The Dayton negotiations produced a hastily written constitution that has proven good enough to end a war, but not to create a functioning country.

It divided the country into a Serb Republic and a Bosniak-Croat Federation, linked by common institutions. It created an enormous administration with three presidents, three parliaments and several hundred ministers on various levels in a country of 3.5 million people.

The division of authority between the institutions of the two regions and the state remains unclear and each side interprets it in different ways.

It has worked so far only because the country has had an international administrator with the authority to ultimately interpret the agreement, fire local officials and impose laws when local politicians cannot agree.

This is why Bosnia is viewed as an international protectorate and as such the EU believes it does not fit the profile of a country that deserves membership. Transforming it into a functioning country has proved difficult because its three peoples have opposing views of its future.
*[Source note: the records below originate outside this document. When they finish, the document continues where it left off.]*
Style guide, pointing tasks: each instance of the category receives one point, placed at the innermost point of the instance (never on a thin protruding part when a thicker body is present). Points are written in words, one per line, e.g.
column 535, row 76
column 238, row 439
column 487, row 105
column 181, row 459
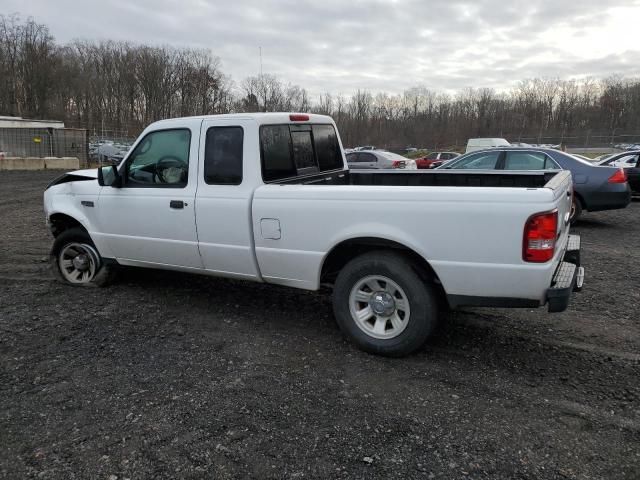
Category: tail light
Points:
column 539, row 240
column 619, row 177
column 298, row 117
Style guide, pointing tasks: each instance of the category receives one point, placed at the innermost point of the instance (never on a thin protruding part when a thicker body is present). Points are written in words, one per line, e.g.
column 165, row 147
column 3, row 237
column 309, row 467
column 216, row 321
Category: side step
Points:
column 572, row 254
column 564, row 282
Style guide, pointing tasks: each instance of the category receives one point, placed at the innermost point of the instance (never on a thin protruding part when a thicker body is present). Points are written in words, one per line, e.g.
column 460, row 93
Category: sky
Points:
column 339, row 46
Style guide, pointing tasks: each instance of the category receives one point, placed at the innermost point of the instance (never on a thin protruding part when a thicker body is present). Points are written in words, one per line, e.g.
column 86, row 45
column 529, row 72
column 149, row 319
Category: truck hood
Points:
column 75, row 176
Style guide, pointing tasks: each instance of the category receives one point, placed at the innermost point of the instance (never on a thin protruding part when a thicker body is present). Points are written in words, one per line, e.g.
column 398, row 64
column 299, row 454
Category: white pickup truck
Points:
column 269, row 198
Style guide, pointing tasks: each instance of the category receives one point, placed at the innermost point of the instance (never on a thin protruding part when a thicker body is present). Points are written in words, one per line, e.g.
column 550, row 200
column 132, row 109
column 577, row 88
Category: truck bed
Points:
column 428, row 178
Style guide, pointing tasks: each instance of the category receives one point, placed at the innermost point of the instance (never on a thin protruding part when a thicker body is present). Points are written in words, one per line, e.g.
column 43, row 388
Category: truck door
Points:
column 151, row 218
column 229, row 160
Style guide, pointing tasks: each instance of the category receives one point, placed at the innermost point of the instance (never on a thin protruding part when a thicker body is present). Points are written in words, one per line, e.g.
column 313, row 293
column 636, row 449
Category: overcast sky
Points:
column 379, row 45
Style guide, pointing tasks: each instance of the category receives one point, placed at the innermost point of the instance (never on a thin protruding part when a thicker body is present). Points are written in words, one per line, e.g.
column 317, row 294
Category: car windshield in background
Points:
column 393, row 156
column 581, row 160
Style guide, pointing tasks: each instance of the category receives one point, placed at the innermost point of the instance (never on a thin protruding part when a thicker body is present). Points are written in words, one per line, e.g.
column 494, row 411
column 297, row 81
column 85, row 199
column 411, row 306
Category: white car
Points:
column 269, row 198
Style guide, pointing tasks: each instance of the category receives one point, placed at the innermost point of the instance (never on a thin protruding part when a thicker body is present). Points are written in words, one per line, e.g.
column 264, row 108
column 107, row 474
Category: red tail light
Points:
column 539, row 240
column 619, row 177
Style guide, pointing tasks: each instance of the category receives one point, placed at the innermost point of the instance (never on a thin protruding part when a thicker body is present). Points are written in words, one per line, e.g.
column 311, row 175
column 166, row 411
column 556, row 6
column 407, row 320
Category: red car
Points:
column 435, row 159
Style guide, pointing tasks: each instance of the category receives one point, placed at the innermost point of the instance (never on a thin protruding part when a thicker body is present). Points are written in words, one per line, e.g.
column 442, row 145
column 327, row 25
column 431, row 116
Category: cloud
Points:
column 339, row 47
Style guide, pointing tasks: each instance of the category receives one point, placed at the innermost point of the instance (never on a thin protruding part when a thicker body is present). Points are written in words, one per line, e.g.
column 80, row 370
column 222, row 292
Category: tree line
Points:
column 122, row 87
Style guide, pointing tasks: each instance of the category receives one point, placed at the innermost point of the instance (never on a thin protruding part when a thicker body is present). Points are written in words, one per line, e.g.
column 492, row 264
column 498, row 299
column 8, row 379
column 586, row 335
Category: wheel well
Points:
column 349, row 249
column 59, row 222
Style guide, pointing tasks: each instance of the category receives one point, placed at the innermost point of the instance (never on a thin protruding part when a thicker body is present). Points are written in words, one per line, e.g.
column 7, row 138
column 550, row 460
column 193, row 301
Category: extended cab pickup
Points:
column 269, row 198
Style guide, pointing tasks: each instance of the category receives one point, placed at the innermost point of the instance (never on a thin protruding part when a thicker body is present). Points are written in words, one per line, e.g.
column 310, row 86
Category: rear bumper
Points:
column 567, row 278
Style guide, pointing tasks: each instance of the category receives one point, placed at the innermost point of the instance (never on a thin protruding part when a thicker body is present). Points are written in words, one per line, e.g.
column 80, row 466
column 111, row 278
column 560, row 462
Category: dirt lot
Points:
column 166, row 375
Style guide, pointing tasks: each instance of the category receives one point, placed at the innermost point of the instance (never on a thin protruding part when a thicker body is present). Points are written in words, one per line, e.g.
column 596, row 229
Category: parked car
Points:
column 603, row 157
column 475, row 144
column 269, row 198
column 379, row 159
column 595, row 187
column 625, row 159
column 583, row 157
column 435, row 159
column 630, row 161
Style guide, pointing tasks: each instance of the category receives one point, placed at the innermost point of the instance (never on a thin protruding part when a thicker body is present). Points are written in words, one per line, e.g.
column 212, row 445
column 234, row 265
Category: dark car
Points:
column 435, row 159
column 630, row 161
column 595, row 187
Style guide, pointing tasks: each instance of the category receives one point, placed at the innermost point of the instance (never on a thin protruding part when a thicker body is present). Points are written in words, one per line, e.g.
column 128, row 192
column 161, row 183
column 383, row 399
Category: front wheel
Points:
column 75, row 260
column 382, row 305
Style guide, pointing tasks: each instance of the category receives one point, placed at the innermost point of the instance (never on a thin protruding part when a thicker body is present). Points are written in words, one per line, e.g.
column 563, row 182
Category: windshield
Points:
column 581, row 160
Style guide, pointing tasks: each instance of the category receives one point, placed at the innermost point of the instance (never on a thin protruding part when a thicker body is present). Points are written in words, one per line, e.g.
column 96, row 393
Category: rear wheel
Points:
column 75, row 260
column 576, row 210
column 382, row 305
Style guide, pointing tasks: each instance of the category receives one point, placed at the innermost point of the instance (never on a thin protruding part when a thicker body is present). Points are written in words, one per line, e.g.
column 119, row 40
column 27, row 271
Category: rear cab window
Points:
column 223, row 156
column 295, row 150
column 485, row 160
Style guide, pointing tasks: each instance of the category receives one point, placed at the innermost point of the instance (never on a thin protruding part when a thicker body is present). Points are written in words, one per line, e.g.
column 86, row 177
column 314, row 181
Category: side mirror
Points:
column 109, row 177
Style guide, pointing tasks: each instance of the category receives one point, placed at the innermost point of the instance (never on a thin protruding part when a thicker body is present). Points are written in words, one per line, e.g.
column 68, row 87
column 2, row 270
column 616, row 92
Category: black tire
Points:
column 104, row 274
column 576, row 210
column 423, row 316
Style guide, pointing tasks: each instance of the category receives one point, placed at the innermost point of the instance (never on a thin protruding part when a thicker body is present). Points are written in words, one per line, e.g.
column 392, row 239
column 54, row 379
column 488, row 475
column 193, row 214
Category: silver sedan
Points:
column 379, row 159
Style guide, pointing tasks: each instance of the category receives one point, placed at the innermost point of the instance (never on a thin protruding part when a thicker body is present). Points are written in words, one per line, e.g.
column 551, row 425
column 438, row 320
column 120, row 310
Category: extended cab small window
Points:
column 223, row 156
column 161, row 159
column 277, row 161
column 327, row 147
column 291, row 150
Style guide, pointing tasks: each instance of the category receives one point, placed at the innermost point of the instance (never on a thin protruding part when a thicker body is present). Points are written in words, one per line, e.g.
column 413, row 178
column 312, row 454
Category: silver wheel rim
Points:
column 78, row 262
column 379, row 307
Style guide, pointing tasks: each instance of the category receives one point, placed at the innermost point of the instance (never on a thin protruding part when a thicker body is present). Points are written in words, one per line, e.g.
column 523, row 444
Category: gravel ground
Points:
column 165, row 375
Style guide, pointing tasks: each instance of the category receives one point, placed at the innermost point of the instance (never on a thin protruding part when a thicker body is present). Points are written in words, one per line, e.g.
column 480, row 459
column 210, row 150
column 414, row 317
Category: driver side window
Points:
column 161, row 159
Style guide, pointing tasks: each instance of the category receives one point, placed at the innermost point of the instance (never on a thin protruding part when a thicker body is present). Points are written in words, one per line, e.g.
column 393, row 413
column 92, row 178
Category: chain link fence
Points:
column 44, row 142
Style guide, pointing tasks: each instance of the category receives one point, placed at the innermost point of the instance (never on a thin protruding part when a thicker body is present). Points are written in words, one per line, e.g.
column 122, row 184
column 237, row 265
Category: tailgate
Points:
column 562, row 186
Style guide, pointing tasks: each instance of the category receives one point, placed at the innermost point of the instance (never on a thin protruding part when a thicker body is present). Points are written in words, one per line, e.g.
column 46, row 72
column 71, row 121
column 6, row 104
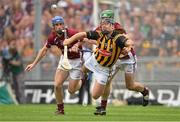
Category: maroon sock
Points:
column 60, row 107
column 104, row 103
Officials in the Serb Republic generally seek as much autonomy as possible. They are trying to keep the ethnic division of the country and get rid of the international administrator who has previously prevented them from extending their autonomy almost to the level of a separate state.

Bosniaks want to abolish the two mini-states so the country can join the EU as a unified nation, and they believe the international administrator should stay until there is stability.

Bosnian Croats in general agree with the unification, but believe if the ethnic division is to be kept, then it would be fair they also get their own region.

Olli Rehn, the EU's enlargement commissioner, is also taking part in Friday's negotiations. He told reporters that a constitutional reform should improve the functionality of the state institutions and that only a sovereign country with efficient institutions can be a credible candidate for EU membership.